Oleh: Aii Aayy
Pernah nggak sih lihat anak yang tantrum, guling-guling di mal karena pengin sesuatu?
Mungkin ada sebagian orang tua yang langsung membelikan barang yang diinginkan si anak agar dia berhenti guling-guling. Tapi ada juga orang tua yang membiarkan anak itu tantrum karena sedang melihat bagaimana si anak meregulasi emosi dan merespons kekecewaan yang ia terima.
Kemarin, aku dibuat penasaran saat melihat cuplikan podcast Annisa Steviana di kanal Suara Berkelas, yang membahas tentang parenting dan perencanaan keuangan. Tanpa pikir panjang, aku langsung membuka kanal YouTube-nya dan menontonnya sampai selesai. Salah satu pembahasannya adalah tentang bagaimana menghadapi anak yang tantrum tadi.

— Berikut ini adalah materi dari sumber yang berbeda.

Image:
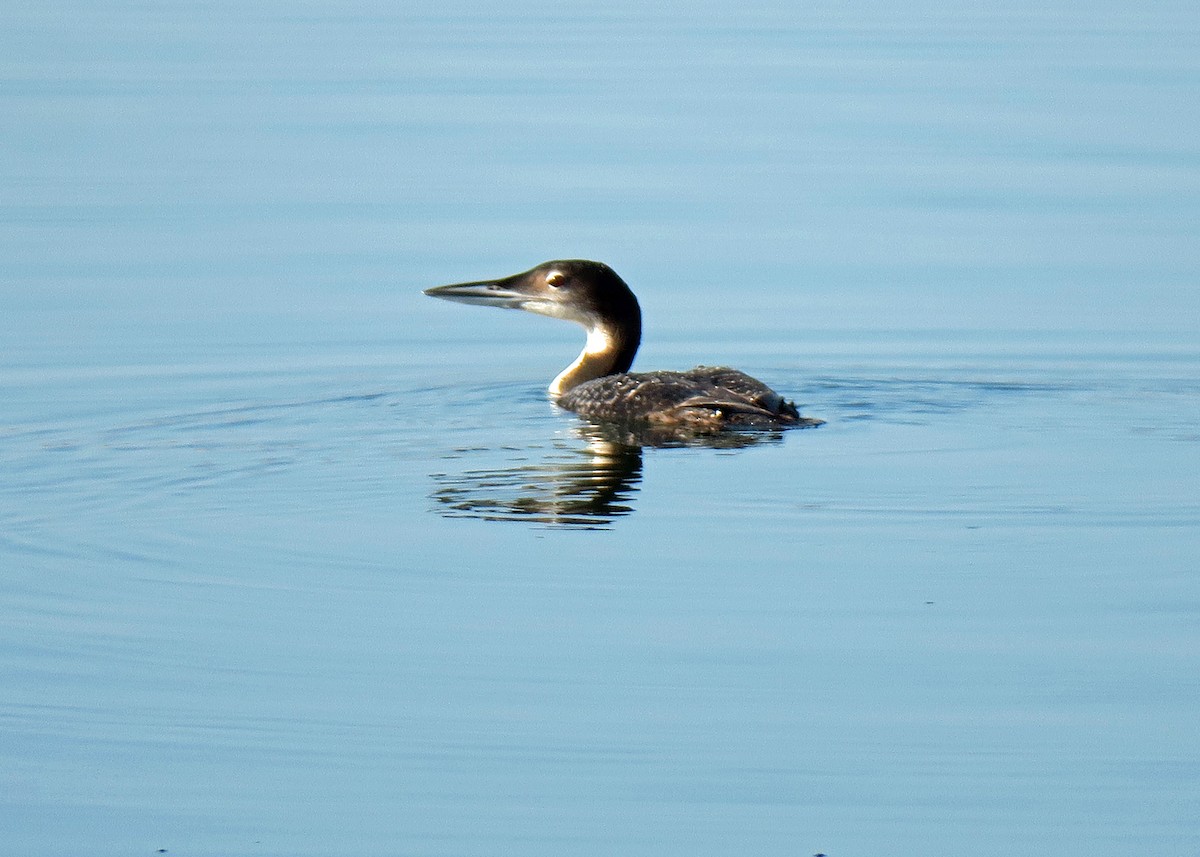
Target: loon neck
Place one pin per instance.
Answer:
(610, 349)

Tentu ini jadi pengetahuan baru buatku. Di antara dua sikap orang tua yang disebutkan di atas, dulu aku mungkin akan menilai, “Kok tega sih membiarkan anaknya guling-guling di tempat umum dan menangis histeris?” Ternyata, tindakan orang tua yang benar justru yang kedua.

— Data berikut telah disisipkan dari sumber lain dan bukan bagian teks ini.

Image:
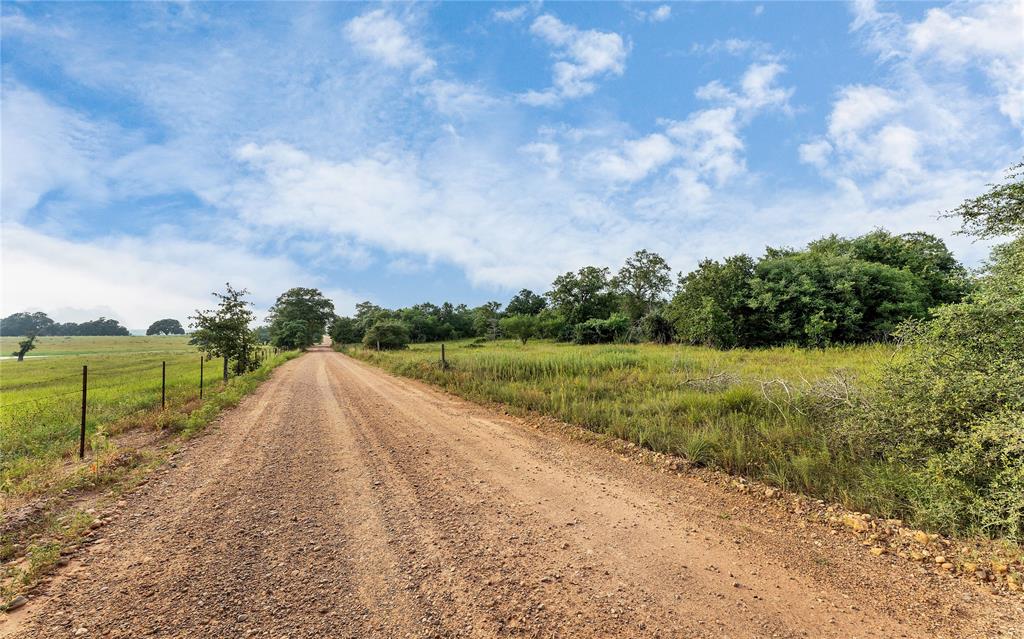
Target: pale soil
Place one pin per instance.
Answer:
(338, 501)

Setelah menonton podcast itu, aku baru sadar: nggak apa-apa loh membiarkan mereka tantrum sampai guling-guling di depan orang banyak. Karena, justru ini bentuk sayang kepada anak—bahkan bentuk kepedulian terhadap masa depannya. Ini adalah momen di mana kita sedang melihat bagaimana anak merespons rasa marah dan sedih karena apa yang ia inginkan tidak bisa langsung ia dapatkan.
Selain itu, supaya anak bisa lebih paham, buatlah perjanjian atau kesepakatan sederhana dengan anak: ketika menginginkan sesuatu, harus sesuai jadwal atau harus menyelesaikan satu kewajiban terlebih dahulu. Misalnya, ketika anak ingin membeli sepeda, ia harus belajar setiap malam dan bangun pagi. Selain melatih kegigihan, kerja keras, dan kesabaran anak, hal ini juga melatih anak agar bisa menunda kesenangan—karena nggak semua hal bisa didapat secara instan.
Tanpa disadari, perlakuan seperti ini akan berpengaruh di masa dewasa nanti. Seperti yang dikatakan Annisa Steviana dalam podcast-nya, “Orang dewasa memang harus bekerja untuk mendapatkan sesuatu yang ia inginkan. Kalau tidak bekerja, siapa yang akan memberi?”
Jiwa optimis dan semangat untuk berusaha memang sebaiknya ditanamkan sejak kecil, karena itu akan menjadi habit di kemudian hari. Terbuka soal keuangan kepada anak juga bukan hal yang harus dihindari. Justru dengan begitu, kita memberi ruang agar anak mengerti arti kebahagiaan yang datang setelah ia belajar bersabar menunggu.